Thursday, March 6, 2014

Yesterday she was gripped in an emotional paroxysm of rage at what she perceived to be the trivialization of violence against women. More specifically, the news coverage from some sources interpreting what has come to be called "rape culture" that seems to pop up aggravatingly within the halls of academia with some male students apprehended in juvenile fantasies appearing to regard their female student counterparts as bait for the realization of those violent imaginings.

That in an age where society has finally focused on a high awareness of the power imbalance between men and women, with programs designed to give women greater confidence and men greater understanding of equality and respect. That there remains such abysmal holdouts where young men in group-think feel it is perfectly all right to be sexual predators is disheartening to say the least.

In our conversation of yesterday, emotionally charged in her outrage against the phenomena and peoples' propensity to invoke the 'boys will be boys', rather than 'boys should grow up' on their way to becoming men argument, we turned to consoling one another, and casting blame on familial environments where young boys pattern themselves after those closest to them, acquiring all the attitudes of male dominance.

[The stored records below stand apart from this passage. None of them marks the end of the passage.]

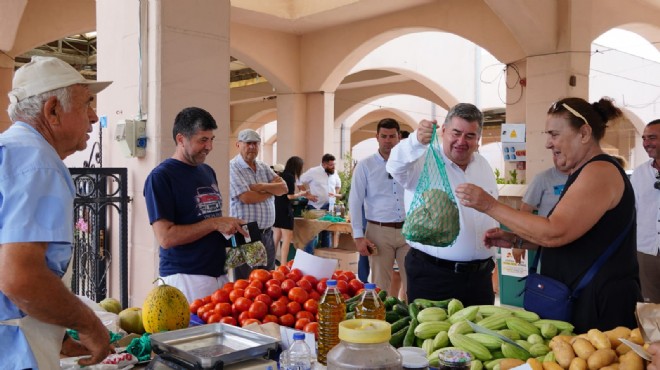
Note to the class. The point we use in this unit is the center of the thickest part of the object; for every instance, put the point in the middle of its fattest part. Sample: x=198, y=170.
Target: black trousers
x=436, y=279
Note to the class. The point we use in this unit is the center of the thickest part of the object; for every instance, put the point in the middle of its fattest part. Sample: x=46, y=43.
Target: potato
x=616, y=333
x=599, y=339
x=578, y=364
x=601, y=358
x=636, y=337
x=549, y=365
x=563, y=353
x=583, y=348
x=631, y=361
x=509, y=363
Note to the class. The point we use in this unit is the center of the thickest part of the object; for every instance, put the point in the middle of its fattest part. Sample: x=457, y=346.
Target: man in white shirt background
x=377, y=196
x=464, y=269
x=646, y=182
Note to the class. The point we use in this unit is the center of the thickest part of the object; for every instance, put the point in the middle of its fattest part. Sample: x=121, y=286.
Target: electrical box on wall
x=132, y=137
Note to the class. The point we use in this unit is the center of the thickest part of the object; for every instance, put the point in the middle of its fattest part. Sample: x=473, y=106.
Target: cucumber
x=396, y=340
x=399, y=324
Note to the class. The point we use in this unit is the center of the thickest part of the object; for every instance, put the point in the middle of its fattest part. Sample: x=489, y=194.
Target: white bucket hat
x=43, y=74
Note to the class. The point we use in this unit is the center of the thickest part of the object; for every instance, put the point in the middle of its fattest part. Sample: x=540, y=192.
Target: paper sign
x=513, y=133
x=511, y=267
x=318, y=267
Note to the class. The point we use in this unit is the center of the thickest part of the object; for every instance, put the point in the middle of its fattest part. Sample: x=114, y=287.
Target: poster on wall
x=513, y=142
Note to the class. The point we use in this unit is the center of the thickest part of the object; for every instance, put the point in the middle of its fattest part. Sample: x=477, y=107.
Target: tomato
x=243, y=316
x=235, y=294
x=312, y=327
x=223, y=308
x=228, y=287
x=256, y=284
x=247, y=322
x=287, y=320
x=342, y=286
x=311, y=305
x=300, y=323
x=243, y=304
x=294, y=275
x=287, y=285
x=315, y=295
x=354, y=285
x=215, y=317
x=305, y=284
x=265, y=298
x=350, y=275
x=278, y=308
x=220, y=295
x=274, y=291
x=305, y=315
x=197, y=303
x=311, y=278
x=279, y=275
x=228, y=320
x=270, y=318
x=298, y=294
x=293, y=307
x=321, y=286
x=283, y=269
x=258, y=310
x=251, y=292
x=260, y=274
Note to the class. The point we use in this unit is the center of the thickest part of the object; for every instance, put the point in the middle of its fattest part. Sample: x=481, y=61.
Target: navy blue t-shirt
x=185, y=195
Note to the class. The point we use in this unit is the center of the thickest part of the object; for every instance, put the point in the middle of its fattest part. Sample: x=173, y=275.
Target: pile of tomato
x=284, y=296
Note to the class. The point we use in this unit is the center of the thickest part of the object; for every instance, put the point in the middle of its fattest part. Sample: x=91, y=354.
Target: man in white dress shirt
x=379, y=197
x=464, y=269
x=646, y=182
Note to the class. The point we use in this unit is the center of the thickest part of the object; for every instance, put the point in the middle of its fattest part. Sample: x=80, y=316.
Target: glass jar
x=454, y=359
x=364, y=345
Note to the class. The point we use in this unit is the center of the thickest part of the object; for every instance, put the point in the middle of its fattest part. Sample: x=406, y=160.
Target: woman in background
x=283, y=226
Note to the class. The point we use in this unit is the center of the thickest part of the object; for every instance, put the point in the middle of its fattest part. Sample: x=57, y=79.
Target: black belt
x=395, y=225
x=457, y=267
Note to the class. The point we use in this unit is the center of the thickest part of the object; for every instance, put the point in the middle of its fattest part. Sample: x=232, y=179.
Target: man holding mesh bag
x=447, y=258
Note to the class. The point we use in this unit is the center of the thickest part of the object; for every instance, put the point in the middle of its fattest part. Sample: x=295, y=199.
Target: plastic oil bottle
x=370, y=305
x=332, y=311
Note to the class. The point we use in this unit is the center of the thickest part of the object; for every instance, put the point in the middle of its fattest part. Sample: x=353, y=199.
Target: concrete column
x=163, y=56
x=6, y=75
x=292, y=128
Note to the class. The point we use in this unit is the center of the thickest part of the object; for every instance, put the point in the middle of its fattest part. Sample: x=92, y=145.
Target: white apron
x=45, y=340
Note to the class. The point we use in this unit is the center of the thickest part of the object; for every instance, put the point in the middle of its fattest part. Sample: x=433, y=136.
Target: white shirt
x=647, y=199
x=406, y=163
x=320, y=184
x=379, y=194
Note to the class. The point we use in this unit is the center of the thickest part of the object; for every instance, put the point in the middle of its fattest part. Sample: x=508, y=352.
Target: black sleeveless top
x=610, y=299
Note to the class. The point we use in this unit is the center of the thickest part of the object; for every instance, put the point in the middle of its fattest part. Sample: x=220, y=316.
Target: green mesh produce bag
x=433, y=217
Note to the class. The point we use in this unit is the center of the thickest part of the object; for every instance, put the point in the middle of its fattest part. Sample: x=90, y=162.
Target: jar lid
x=454, y=356
x=365, y=331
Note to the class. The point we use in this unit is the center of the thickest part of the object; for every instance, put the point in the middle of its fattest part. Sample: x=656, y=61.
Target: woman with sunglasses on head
x=596, y=206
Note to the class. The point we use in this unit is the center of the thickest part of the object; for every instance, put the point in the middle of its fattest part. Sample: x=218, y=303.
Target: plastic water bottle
x=332, y=311
x=370, y=306
x=298, y=356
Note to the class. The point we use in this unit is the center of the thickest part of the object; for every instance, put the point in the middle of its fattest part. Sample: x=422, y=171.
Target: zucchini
x=391, y=316
x=399, y=324
x=396, y=340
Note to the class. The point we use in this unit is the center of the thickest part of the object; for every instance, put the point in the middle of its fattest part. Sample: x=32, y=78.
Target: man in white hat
x=252, y=187
x=50, y=105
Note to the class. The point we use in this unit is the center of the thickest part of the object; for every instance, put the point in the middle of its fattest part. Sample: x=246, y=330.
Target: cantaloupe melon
x=165, y=309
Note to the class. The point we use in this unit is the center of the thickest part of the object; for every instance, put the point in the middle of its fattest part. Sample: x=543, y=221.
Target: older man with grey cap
x=51, y=107
x=252, y=187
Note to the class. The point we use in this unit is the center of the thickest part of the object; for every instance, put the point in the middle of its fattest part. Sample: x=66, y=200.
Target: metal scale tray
x=213, y=346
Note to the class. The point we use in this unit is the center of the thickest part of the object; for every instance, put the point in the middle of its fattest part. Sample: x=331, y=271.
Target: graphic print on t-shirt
x=208, y=200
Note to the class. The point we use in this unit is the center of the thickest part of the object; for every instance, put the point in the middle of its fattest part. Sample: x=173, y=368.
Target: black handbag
x=552, y=299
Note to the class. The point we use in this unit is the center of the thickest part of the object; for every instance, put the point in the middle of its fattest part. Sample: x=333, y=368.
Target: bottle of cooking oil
x=332, y=311
x=370, y=305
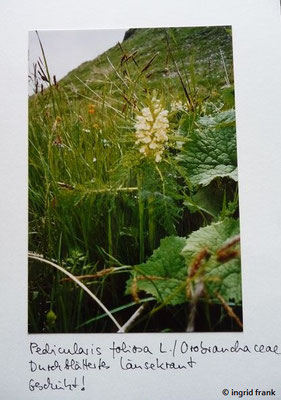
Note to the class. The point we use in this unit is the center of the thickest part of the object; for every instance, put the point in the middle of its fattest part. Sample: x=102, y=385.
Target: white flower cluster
x=151, y=130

And then came a following news story, where one of five male predators who had targeted the female president of the University of Ottawa student federation in a Facebook conversation -- in a salacious, disgustingly verbally graphic back-and-forth threatening her with rape -- was the son of a highly respected local police chief.

The young woman in question had received an anonymously-dispatched email containing the five-way Facebook conversation, and she courageously confronted the five men, all fellow student leaders within the student federation. Expressing her anger and disgust, she spoke in no uncertain terms of her feelings. They apologized, while citing privacy and intrusion into their privacy, assuring her that no real harm was meant to come to her; just boys spouting off.

When she indicated she was appalled at their behaviour and considered their response inadequate in explaining their attitudes and meant to go public with it, they then threatened her with a lawsuit that would turn on their right to privacy which she was invading. The absurdity of the situation doesn't appear to have occurred to them, that they were victimizing a female student counterpart twice over.

The son of the local police chief, whom his father in private anguish, reached out to the public to ask that his son be given some space, was on the cusp of graduating from his criminology course, following in the footsteps of his father who had in his time taken the same course at the same university. And he was one of two men who had verbalized the most seriously violent sexual fantasy, interpreted as an incitement to rape.